NRA: “We Look Forward to Showing Him ‘Bitter’,”

The Untold Story of Gun Confiscation After Katrina

The video you will see…is horrifying. The crimes committed against law-abiding gun owners are beyond comprehension. The arrogance of anti-gun politicians and government officials and their hate of freedom will churn your stomach.

The law is the law, the Constitution is the Constitution. If ONE local mayor or police chief can decide what the Second Amendment means, it opens the door to tyranny—where ANY mayor or police chief can say what the Second Amendment means.
[...]
New Orleans Mayor Ray Nagin, Police Superintendent P. Eddie Compass unleashed a wave of confiscations with these chilling words:
“No one will be able to be armed. We will take all weapons. Only law enforcement will be allowed to have guns.”

Thousands of firearms were then confiscated from law-abiding gun owners. The police gave no paperwork or receipts for those guns. They just stormed in and seized them. (Source)

Thank God for the NRA. They can see right through Barack Obama.

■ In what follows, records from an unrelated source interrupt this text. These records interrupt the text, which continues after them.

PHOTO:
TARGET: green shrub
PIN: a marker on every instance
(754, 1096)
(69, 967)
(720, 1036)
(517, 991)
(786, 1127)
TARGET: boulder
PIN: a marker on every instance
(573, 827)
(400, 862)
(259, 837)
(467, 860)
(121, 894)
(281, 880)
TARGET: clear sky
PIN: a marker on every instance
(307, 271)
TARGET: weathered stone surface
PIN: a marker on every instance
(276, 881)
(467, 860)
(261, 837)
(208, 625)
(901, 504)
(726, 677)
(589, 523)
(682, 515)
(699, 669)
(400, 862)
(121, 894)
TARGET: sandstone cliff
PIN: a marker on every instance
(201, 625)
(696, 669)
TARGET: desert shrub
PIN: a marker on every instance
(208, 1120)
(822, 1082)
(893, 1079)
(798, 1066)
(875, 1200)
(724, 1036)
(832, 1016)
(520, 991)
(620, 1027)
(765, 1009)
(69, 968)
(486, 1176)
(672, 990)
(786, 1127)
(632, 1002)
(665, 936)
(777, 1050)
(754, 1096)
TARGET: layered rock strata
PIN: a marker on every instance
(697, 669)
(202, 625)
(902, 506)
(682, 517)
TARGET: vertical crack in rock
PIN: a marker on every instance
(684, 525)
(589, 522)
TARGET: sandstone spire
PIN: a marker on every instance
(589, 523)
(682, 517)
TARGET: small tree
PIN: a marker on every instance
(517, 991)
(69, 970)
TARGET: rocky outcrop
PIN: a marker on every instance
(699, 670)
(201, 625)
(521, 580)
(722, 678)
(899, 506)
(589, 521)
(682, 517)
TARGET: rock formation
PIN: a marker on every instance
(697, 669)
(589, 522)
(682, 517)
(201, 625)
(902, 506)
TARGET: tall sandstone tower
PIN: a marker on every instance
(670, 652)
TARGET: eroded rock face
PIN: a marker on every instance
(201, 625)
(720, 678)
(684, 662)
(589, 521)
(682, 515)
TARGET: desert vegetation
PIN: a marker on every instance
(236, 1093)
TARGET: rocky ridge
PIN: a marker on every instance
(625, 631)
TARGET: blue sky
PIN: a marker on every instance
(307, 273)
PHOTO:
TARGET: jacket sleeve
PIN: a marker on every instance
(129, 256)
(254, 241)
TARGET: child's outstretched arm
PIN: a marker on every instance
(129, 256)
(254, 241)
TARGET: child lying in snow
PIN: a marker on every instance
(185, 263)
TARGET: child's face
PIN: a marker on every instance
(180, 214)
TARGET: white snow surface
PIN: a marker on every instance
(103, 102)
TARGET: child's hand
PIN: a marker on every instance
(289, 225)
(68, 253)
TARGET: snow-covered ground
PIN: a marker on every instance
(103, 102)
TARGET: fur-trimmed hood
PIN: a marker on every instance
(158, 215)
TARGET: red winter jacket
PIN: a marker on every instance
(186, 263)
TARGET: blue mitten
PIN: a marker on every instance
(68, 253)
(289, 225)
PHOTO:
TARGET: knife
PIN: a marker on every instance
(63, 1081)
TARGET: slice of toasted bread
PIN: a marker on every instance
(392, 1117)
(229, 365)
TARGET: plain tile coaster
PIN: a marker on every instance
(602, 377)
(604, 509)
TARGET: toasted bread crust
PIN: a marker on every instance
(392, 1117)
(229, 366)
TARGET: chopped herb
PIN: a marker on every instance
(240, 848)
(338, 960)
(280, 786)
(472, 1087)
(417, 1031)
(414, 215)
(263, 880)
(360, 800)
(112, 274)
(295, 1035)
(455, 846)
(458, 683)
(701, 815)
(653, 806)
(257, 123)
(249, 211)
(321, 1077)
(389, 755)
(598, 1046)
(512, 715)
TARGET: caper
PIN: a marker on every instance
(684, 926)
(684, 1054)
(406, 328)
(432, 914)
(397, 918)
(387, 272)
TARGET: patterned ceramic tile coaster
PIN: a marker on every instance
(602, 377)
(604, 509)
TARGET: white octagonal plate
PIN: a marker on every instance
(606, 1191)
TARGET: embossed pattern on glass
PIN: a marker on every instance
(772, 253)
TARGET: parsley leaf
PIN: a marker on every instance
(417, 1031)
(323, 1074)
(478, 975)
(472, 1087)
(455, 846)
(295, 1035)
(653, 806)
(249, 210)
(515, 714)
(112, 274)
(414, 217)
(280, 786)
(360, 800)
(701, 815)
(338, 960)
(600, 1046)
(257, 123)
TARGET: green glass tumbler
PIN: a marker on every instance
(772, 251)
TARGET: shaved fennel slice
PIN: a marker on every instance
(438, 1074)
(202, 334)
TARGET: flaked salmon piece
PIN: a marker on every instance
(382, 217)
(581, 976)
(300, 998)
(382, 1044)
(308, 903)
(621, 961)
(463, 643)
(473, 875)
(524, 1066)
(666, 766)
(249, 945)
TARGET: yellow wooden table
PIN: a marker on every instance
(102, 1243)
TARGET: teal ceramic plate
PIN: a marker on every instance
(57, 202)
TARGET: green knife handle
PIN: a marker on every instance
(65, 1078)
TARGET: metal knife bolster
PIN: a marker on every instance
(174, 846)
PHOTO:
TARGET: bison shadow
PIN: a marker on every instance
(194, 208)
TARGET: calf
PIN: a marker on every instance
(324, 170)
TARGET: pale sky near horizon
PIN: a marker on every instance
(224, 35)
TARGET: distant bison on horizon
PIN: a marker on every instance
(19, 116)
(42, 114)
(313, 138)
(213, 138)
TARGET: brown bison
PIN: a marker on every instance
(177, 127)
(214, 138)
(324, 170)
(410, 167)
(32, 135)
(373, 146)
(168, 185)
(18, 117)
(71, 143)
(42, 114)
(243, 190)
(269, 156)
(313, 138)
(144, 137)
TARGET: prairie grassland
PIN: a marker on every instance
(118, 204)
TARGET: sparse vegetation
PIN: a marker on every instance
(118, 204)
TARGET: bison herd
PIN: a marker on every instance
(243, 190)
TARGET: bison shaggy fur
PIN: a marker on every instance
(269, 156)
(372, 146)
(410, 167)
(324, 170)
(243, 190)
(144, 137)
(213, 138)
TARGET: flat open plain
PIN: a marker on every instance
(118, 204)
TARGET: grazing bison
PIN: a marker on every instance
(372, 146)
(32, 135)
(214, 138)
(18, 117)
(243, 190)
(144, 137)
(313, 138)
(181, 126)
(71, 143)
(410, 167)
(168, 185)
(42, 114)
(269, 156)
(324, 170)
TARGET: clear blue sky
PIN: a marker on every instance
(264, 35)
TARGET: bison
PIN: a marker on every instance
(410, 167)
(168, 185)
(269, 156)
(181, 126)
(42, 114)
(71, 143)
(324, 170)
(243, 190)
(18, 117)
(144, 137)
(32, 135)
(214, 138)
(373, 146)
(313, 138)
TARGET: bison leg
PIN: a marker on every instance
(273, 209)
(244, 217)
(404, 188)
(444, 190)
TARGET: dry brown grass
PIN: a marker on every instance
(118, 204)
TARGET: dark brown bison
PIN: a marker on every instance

NRA plans $40M fall blitz targeting Obama

“Our members understand that if Barack Obama is elected president, and he has support in the Senate to confirm anti-gun Supreme Court nominees, [the District of Columbia v. Heller decision] could be taken away from us in the future,” Chris Cox, head of the NRA’s political arm, told Politico.
The politically powerful gun rights group will split its message efforts between communicating with its 4 million members and the tens of millions more firearms owners across the country.

Money quote…

“We look forward to showing him ‘bitter,’” Cox said, referring to Obama’s statement this spring that some in rural America “cling” to guns and religion out of bitterness.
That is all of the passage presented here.